The Team LATE-IIMAS competed in the international shared task SemEval-2026-Task13: "Detecting Machine-Generated Code with Multiple Programming Languages, Generators, and Application Scenarios". For the 2026 edition, this task has three subtasks.
- Task A: Identify if a given code is fully either (i) human-written or (ii) fully machine-generated.
- Task B. Predict if the origin of a given code snippet is (i) fully human-written or (ii-xi) generated by one of the following families: DeepSeek, Qwen, 01-ai, BigCode, Gemma, Phi, Meta-LLaMA, IBM-Granite, Mistral, or OpenAI.
- Task C. Classify a given code snippet into one of four categories: (i) fully human-written, (ii) fully machine-generated, (iii) Hybrid, or (iv) Adversarial.
More information about it and the training, validation, and test datasets can be downloaded from the following webpage: Kaggle: SemEval-2026-Task13.
We used four independent systems to solve this classification problem: Graph Neural Network (GNN), Pre-trained Language Model (PLM), Large Language Model (LLM), and Stylometry. Each folder contains the Python code to run a specific experiment.
- gnn
- dann (PLM)
- dann_cascade (PLM)
- LLM
- Stylometry
These folders showcase the PLM method: a "Domain Adversarial Neural Network" using codeBERT (an encoder capable of understanding natural language and programming language), used to solve task A (dann), task B (dann_cascade), and task C (dann).
The src subfolder contains three core scripts: train.py, predict.py, and error_analysis.py. Each script integrates with Weights & Biases, a machine learning platform used to log model states and visualize training curves. To use these scripts, you will only need to create a free W&B account.

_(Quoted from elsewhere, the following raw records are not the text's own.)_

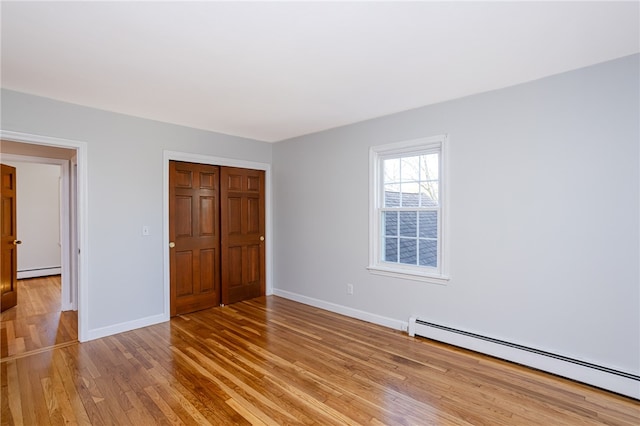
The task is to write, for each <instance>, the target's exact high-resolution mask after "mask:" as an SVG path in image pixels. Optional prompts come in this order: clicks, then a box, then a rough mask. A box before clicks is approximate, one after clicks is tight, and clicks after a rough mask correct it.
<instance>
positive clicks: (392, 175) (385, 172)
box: [382, 158, 400, 183]
mask: <svg viewBox="0 0 640 426" xmlns="http://www.w3.org/2000/svg"><path fill="white" fill-rule="evenodd" d="M382 167H383V169H384V183H395V182H400V159H399V158H393V159H390V160H384V161H383V165H382Z"/></svg>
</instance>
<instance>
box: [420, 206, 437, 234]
mask: <svg viewBox="0 0 640 426" xmlns="http://www.w3.org/2000/svg"><path fill="white" fill-rule="evenodd" d="M418 219H419V222H418V224H419V225H418V227H419V229H420V234H419V236H420V238H437V237H438V213H437V212H419V213H418Z"/></svg>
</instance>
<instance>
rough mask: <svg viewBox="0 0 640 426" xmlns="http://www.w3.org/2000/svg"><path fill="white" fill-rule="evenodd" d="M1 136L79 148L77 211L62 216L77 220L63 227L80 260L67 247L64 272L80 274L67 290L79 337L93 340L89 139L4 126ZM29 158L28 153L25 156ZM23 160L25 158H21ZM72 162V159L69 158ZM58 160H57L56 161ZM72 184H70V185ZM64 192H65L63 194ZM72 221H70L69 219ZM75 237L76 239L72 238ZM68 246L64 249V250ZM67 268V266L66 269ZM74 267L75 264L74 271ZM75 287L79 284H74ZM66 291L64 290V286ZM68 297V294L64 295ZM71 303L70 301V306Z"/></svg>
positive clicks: (77, 276) (68, 246) (9, 156)
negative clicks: (38, 131)
mask: <svg viewBox="0 0 640 426" xmlns="http://www.w3.org/2000/svg"><path fill="white" fill-rule="evenodd" d="M0 139H2V140H7V141H12V142H19V143H25V144H32V145H43V146H52V147H58V148H67V149H74V150H75V151H76V160H75V162H74V164H76V165H77V176H76V183H77V187H76V188H75V190H76V192H75V194H74V196H73V197H74V198H73V199H74V200H75V204H76V212H75V214H74V215H70V214H69V212H65V213H64V214H62V215H61V218H63V217H67V218H72V220H75V226H73V227H74V228H75V230H77V232H71V229H70V227H72V226H71V225H68V227H66V228H63V229H61V231H62V232H61V239H62V244H63V245H65V244H66V247H70V248H71V250H73V251H74V252H75V251H76V250H77V251H78V252H79V253H78V256H77V262H71V259H70V257H71V250H69V251H66V252H67V253H66V254H67V257H66V259H65V257H64V256H65V255H64V254H63V259H62V275H63V277H64V276H65V275H66V276H67V277H69V278H71V277H77V285H70V284H69V285H68V287H67V289H66V291H67V296H68V298H69V299H68V300H69V301H70V303H72V304H73V306H71V308H72V309H73V308H77V310H78V340H79V341H80V342H85V341H87V340H89V322H88V313H87V312H86V309H87V307H88V306H89V303H88V301H89V288H88V282H89V279H88V256H87V253H88V239H87V224H88V221H87V217H88V213H87V206H88V204H87V182H88V177H87V168H86V164H87V143H86V142H82V141H75V140H69V139H61V138H53V137H48V136H41V135H33V134H29V133H21V132H13V131H7V130H1V129H0ZM2 157H3V158H7V159H9V157H10V155H7V154H3V155H2ZM20 157H21V158H22V159H23V158H28V157H23V156H20ZM20 161H23V160H20ZM66 163H67V164H69V161H66ZM54 164H55V163H54ZM69 171H70V168H69V167H66V168H65V167H63V170H62V172H63V181H64V180H65V179H66V182H69ZM67 186H68V185H67ZM63 196H64V194H63ZM66 196H67V199H66V200H64V203H63V204H64V205H65V206H67V208H69V206H70V203H69V199H70V198H72V196H71V195H70V193H69V192H67V195H66ZM66 222H67V224H69V221H66ZM72 239H73V241H72ZM64 252H65V250H63V253H64ZM65 268H66V269H65ZM71 268H74V270H73V273H71ZM74 287H75V288H74ZM63 293H64V290H63ZM63 297H64V296H63ZM66 307H67V308H68V307H69V306H68V305H67V306H66Z"/></svg>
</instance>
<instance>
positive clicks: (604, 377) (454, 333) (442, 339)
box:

train.py: trains the model. To run this code, you will have to give: train_path (local path to the specific training dataset task stored in parquet format), val_path (local path to the validation dataset stored in parquet format), name_run (name of the run), and if dann_cascade binary (a number to indicate if it is binary -0- or multiclass -1-). You can also change some hyperparameters, e.g., the number of epochs, batch size, max_length, and learning rate.
bash
Example python ./train.py --train_path ./training_path.parquet --val_path ./validation_path.parquet --name_run "name_of_the_run"
Example python ./train.py --train_path ./training_path.parquet --val_path ./validation_path.parquet --name_run "name_of_the_run" --binary 0
predict.py: from the training data restores the structure, and from the wand platform, gets the state of the trained DANN model, then predicts the test dataset, and stores the prediction in a .csv file. To run this code, you will have to provide: train_path (local path to the specific training dataset task stored in parquet format), test_path (local path to the test dataset stored in parquet format), output_path (local path in which you want to store the .csv file), artifact_name (the artifact name of the wandb run), and if dann_cascade artifac_name2 (the second artifact name of the wandb run).
bash
Example python ./predict.py --train_path ./training_path.parquet --test_path ./test_path.parquet --artifact_name "name_of_the_artifact" --output_path output_path.csv
Example python ./predict.py --train_path ./training_path.parquet --test_path ./test_path.parquet --artifact_name "name_of_the_artifact" --artifact_name2 "name_of_the_second_artifact" --output_path output_path.csv
error_analysis.py: compares the prediction stored in the .csv file with the original dataset and performs the calculation of accuracy, precision, recall, and f1-score. Produces the confusion matrix, makes distribution histograms for the errors, and stores them in an output folder.
bash
Example python ./error_analysis.py --prediction_path ./prediction_path.csv --test_path ./test_path.parquet --output_path output_folder/
We use the LLM Command A from Cohere to tackle subtask A. We extract two examples from the training data set and use them as prompts for each classification.